Valve has filed new trademarks, that seem to link with earlier rumors about Counter-Strike.
As reported by PCGamesN, the trademark filing is for the word CS2.
Here’s the full text of the trademark filing:
“trademark registration is intended to cover the categories of entertainment services, namely, providing online video games; provision of on-line entertainment, namely, on-line computer games; providing on-line computer games and on-line video games; electronic games services provided by means of the Internet; providing information in the fields of computer games and entertainment via the Internet; organization of competitions relating to video games, video game education, and video game entertainment; providing information in the field of on-line computer games and on-line video games and computer games.”

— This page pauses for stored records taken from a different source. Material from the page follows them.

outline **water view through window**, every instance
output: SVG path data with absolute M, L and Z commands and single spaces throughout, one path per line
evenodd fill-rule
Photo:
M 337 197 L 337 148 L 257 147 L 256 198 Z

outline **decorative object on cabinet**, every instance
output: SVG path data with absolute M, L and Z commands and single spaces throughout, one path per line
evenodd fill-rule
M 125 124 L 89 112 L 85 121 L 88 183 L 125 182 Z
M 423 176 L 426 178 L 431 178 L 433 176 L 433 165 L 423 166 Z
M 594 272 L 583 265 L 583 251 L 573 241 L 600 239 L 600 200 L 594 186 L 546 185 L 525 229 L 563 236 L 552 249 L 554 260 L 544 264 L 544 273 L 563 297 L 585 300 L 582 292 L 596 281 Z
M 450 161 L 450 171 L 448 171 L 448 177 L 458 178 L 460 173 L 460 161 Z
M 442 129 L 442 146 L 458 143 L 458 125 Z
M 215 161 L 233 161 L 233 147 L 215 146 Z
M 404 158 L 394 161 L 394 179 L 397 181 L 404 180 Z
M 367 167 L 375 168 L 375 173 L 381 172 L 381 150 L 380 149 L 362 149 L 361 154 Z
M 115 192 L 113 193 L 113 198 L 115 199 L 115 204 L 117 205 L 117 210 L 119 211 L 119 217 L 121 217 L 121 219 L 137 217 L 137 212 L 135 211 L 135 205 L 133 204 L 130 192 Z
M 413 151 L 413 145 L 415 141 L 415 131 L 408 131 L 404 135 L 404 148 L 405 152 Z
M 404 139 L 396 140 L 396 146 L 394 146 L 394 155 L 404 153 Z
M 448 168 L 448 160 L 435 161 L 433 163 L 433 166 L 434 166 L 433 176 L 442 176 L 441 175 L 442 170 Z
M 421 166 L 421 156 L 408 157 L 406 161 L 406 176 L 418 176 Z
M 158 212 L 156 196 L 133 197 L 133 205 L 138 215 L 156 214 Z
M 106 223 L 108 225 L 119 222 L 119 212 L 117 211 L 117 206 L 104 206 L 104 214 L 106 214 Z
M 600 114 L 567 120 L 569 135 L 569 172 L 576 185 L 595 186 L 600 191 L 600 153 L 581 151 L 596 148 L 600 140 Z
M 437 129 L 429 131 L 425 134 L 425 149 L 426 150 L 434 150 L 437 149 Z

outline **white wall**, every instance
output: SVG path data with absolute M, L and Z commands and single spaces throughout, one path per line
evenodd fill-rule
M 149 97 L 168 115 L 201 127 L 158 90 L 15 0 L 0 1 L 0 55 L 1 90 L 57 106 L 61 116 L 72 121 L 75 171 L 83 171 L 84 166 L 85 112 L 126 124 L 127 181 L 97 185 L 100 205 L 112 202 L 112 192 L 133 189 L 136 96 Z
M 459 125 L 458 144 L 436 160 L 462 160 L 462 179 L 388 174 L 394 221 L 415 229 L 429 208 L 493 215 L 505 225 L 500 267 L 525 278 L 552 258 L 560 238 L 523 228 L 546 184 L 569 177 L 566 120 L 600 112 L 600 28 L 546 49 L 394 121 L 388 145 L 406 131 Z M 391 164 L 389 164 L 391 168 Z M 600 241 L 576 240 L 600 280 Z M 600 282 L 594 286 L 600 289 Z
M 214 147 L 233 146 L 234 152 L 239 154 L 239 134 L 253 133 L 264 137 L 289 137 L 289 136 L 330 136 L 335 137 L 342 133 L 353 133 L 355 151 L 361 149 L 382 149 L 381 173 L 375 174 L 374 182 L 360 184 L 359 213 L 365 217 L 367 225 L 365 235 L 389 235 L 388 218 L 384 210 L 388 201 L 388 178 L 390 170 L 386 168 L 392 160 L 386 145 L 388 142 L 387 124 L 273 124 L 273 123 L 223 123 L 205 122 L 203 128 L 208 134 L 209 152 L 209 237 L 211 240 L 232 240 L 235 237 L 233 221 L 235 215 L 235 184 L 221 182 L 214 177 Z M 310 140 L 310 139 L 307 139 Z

As described here, Valve seems to be covering all bases so that any mention of CS2 would undisputably be about their property, and more likely be about Counter-Strike 2.
Now, this may seem confusing but Valve never actually released a Counter-Strike 2 before now. What you may be thinking of is actually Counter-Strike: Online 2, a game that used the Source engine, but was built from the ground up by Korean developer Nexon so that it could enter the Korean game market. You probably never even played this game, definitely not if you have never been to Korea.
Taking the Korean games out of the equation, the timeline of Counter-Strike games is like so:
- Counter-Strike: Condition Zero
- Counter-Strike: Source
- Counter-Strike: Global Offensive
Before this, dataminers had noticed that Valve was adding the words cs2 to the code that is in Counter-Strike: Global Offensive.
Before that, strangely enough, dataminers found cs2 mentions in the code to DOTA 2.
But it must be said, even before the dataminers found their evidence, rumors were already swirling on the internet that Valve is working on a game they have named Counter-Strike 2. Those rumors also predicted that it would be an update to Valve’s current Source 2 engine.
Now, the rumor of a Counter-Strike 2 might be different from the speculation that Valve is working on a version of Counter-Strike: Global Offensive that is built on the Source 2 engine.
It would certainly be something else if Valve made the call to make and support two versions of Counter-Strike. Counter-Strike: Global Offensive did add some changes to the Counter-Strike formula, so Valve could be looking to keep supporting that existing Counter-Strike: Global Offensive player base, but still take Counter-Strike in a new direction.